The programme turns away from a training-centered approach and instead adopts a skill-oriented approach. This is reflected in both the way the sessions are structured, but also in the language used in the courses. AIDA Youth is not teaching ‘freediving’; it teaches ‘water and safety skills’. Neither the concept of ‘breath-holding’ or ‘contractions’ is referred to in the material. Children learn ‘breath control’, which implies that they know to inhale when above the surface, hold when submerged, and surface if they feel the ‘the urge to breathe’. Children are encouraged to safely progress at their own pace. By removing terms that can be measured by performance and lead to competitiveness (e.g., ’breath-hold’, indicating that there is a duration), instructors can instead focus on the learning experience of the child.
The Bronze Dolphin course will, for example, teach children how to float, swim on the surface and underwater with fins, enter and exit deep water, how to use, maintain, and store gear (mask, snorkel, wetsuit, fins), how to perform the survival stroke, tread water and call for help. The classroom sessions will introduce the children to various other safety skills, such as the ‘Tik Tok’ sign, or the arm wave, which is the internationally recognized sign for help in the water. Diving on a line and equalizing is introduced in the Silver Dolphin course, and the Gold Dolphin course will see children both pulling and finning down the line. The AIDA Junior programme essentially contains all the material from the Dolphin courses and is the last programme for children before they are old enough to enroll in the adult AIDA courses. The course introduces some terms omitted from the Dolphin courses, such as ‘buoyancy’. None of the programmes teach static, and each course has a recommended maximum performance limit.
Any active AIDA instructor holding a current first aid certificate that covers first aid for children (or AIDA FEMR) can enroll online to become an AIDA Youth Instructor. The whole course takes place online and is finished by completing the exams. In the first month, more than 140 instructors enrolled on the Youth Instructor course, and more than 50 candidates completed their exams and gained AIDA Youth Instructor status.
For the newly certified Youth Instructors, there is plenty of guidance in the material for preparation, execution, and problem solving during the courses. For example, the Youth Instructors Manual addresses the psycho-pedagogical aspects of teaching children of different ages, how to create a good learning environment, and introduces different approaches to teaching a skill. The courses have all been trialed by the members of the Youth Commission with great results, and are now ready to be launched out into the rest of the world.
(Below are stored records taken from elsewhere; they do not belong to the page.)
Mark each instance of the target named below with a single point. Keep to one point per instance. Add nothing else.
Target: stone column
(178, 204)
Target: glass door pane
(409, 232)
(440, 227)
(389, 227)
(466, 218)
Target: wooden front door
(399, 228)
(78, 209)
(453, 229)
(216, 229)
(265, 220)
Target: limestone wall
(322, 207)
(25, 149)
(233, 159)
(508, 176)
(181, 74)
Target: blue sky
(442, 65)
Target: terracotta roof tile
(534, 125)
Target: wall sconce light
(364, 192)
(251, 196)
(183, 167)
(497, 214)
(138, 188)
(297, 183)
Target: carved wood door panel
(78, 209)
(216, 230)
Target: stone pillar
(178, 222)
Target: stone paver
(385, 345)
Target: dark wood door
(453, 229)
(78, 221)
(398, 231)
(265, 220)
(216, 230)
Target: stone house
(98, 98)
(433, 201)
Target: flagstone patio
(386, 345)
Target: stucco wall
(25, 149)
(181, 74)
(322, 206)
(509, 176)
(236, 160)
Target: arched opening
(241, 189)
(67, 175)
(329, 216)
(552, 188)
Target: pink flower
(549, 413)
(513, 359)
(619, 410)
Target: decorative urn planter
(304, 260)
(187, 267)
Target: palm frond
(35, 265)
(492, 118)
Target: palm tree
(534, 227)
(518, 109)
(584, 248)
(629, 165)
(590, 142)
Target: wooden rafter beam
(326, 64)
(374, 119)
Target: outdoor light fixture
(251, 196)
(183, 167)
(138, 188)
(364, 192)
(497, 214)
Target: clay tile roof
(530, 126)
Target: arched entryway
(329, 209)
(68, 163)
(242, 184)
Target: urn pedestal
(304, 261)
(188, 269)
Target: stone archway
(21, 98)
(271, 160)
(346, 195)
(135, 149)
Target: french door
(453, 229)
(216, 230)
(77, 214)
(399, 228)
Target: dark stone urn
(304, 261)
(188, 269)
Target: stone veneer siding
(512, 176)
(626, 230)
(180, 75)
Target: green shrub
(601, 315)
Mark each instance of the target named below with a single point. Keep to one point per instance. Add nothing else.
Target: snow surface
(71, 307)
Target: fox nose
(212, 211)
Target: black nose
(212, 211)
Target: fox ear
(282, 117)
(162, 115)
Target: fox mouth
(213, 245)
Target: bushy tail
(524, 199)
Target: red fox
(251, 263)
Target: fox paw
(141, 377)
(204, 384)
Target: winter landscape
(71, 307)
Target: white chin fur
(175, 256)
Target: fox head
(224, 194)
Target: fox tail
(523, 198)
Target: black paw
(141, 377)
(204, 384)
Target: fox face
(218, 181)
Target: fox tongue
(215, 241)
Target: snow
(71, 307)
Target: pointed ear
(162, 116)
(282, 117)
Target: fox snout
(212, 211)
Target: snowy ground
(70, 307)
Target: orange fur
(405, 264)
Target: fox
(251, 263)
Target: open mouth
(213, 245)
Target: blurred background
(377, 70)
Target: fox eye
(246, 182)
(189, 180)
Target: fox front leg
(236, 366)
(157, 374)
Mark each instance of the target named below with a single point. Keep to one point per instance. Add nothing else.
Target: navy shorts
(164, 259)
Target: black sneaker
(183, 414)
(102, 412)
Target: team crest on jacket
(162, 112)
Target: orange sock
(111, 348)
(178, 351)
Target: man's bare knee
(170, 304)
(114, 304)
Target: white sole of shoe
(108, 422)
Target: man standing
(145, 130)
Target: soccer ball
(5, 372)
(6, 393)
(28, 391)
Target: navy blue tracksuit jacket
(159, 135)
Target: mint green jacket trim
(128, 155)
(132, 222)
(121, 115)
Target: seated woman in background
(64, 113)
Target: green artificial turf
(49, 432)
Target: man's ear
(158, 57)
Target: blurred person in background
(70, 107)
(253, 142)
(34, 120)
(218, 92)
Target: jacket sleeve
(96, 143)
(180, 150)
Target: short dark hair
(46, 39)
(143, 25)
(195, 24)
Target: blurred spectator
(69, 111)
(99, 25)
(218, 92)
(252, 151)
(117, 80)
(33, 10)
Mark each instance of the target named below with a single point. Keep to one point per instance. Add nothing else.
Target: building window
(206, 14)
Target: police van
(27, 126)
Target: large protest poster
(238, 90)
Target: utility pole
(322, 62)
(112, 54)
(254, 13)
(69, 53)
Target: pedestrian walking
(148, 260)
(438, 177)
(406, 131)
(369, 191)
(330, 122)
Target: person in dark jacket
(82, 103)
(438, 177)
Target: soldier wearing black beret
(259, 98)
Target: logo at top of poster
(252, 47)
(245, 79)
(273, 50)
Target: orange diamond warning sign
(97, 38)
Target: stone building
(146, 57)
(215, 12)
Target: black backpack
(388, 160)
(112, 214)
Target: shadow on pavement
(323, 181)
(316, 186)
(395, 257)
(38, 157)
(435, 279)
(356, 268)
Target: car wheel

By introducing quality control of youth education, AIDA has taken charge of the development of water education offered to children, paving the road for children’s enjoyment of the water and providing instructors with a well-researched set of guidelines and standards to follow. The programme hopes to guide the young water-lovers and budding freedivers safely in their early years of exploring the waters of the world, giving them a solid foundation whether they choose to pursue freediving as adults or simply want more confidence in the water.